L’ancien résistant français, auteur du célèbre manifeste "Indignez-vous !", est décédé dans la nuit de mardi à mercredi. Retour sur les multiples vies de l’homme qui incarnait une certaine forme de révolte à la française.

L’ancien résistant et diplomate français Stéphane Hessel, auteur du best-seller "Indignez-vous !", est mort dans la nuit de mardi à mercredi à l'âge de 95 ans. Son manifeste paru en 2010 a inspiré plusieurs mouvements de protestation pacifique dans le monde. Retour sur les épisodes les plus marquants de la vie d’un homme qui incarnait une certaine forme de résistance à la française.

Jules et Jim

Stéphane Hessel évoquait son enfance dans un entretien accordé à Télérama en 2008 en revenant sur la personnalité anti-conformiste de sa mère, née Helen Grund. Les années d’adolescence du futur résistant sont marquées par l’histoire d’amour entre son père, sa mère, et son amant, l’écrivain français Henri-Pierre Roché. Une expérience qui a rapproché Stéphane Hessel de celui qu’il décrit comme "une sorte de second père".

"L’irruption de cette force de la nature et de la passion qu’est Helen Grund donne à [Franz Hessel et Henri-Pierre Roché] un vrai choc. Tous deux l’aiment. L’un l’épouse et l’autre l’enlève à son mari. Mais rien n’altère leur amitié", confiait ainsi Stéphane Hessel à l’hebdomadaire culturel au sujet de son enfance. Ce trio amoureux est immortalisé dans le long-métrage "Jules et Jim", un chef d’œuvre de François Truffaut réalisé au début des années 1960.

Lorsque Helen Hessel décide de vivre avec son amant à Paris, entre 1924 et 1933, le jeune Stéphane se découvre rapidement un attachement à la France.
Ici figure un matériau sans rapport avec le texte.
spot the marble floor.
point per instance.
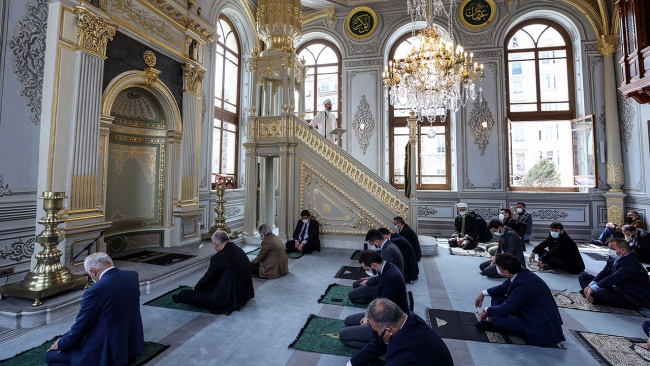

"Dès mon entrée en sixième, j’étais absolument sûr que la France, avec sa culture et sa langue, serait mon pays", affirmait ainsi le vieux résistant dans son ouvrage "Citoyens sans frontières".

Résistance et déportation

Bercé d’une enfance et d'une adolescence anti-conformiste, Stéphane Hessel est envoyé au front à 22 ans, lors des journées noires de la Seconde Guerre mondiale. Mobilisé en 1939 (après avoir été reçu à l’École normale supérieure), il parvient à s’évader et à rejoindre le général de Gaulle à Londres.

"Je suis d’une génération qui, pendant la guerre, tout en étant antimilitariste, a voulu se battre, a rejoint le général de Gaulle parce qu’il continuait à se battre, et a fortement subi l’influence philosophique d’un engagement dépassant d’une certaine façon la morale classique", rapportait le nonagénaire lors de son entretien à Télérama.

Stéphane Hessel s’accroche à cet engagement au péril de sa vie. Renvoyé en France en 1944 pour la cause de la Résistance, il est capturé par la Gestapo et déporté à Buchenwald, où il ne doit son salut qu’à un audacieux coup de poker - il échange son identité avec un autre prisonnier mort du typhus. Le résistant français survivra aux tortures nazies, s’échappera pendant son transfert vers le camp de Bergen-Belsen avant de rallier les troupes américaines à Hanovre.

Diplomatie et Palestine

La fin de la Seconde Guerre mondiale marque le début de sa carrière de diplomate. Stéphane Hessel travaille alors au secréteriat général de l’ONU, où il prend part à la rédaction de la Déclaration universelle des droits de l’Homme. Une période cruciale dans sa vie, alors qu'il n'est âgé que de 31 ans.

"Ce sera peut-être la période la plus ambitieuse de ma vie, avec le sentiment prenant de travailler non pour l’éternité, mais pour l’avenir. On prépare le monde de l’après-guerre avec la mémoire immédiate de ce qui s’est passé durant les cinq années de guerre", se souvient-il dans son entretien à Télérama.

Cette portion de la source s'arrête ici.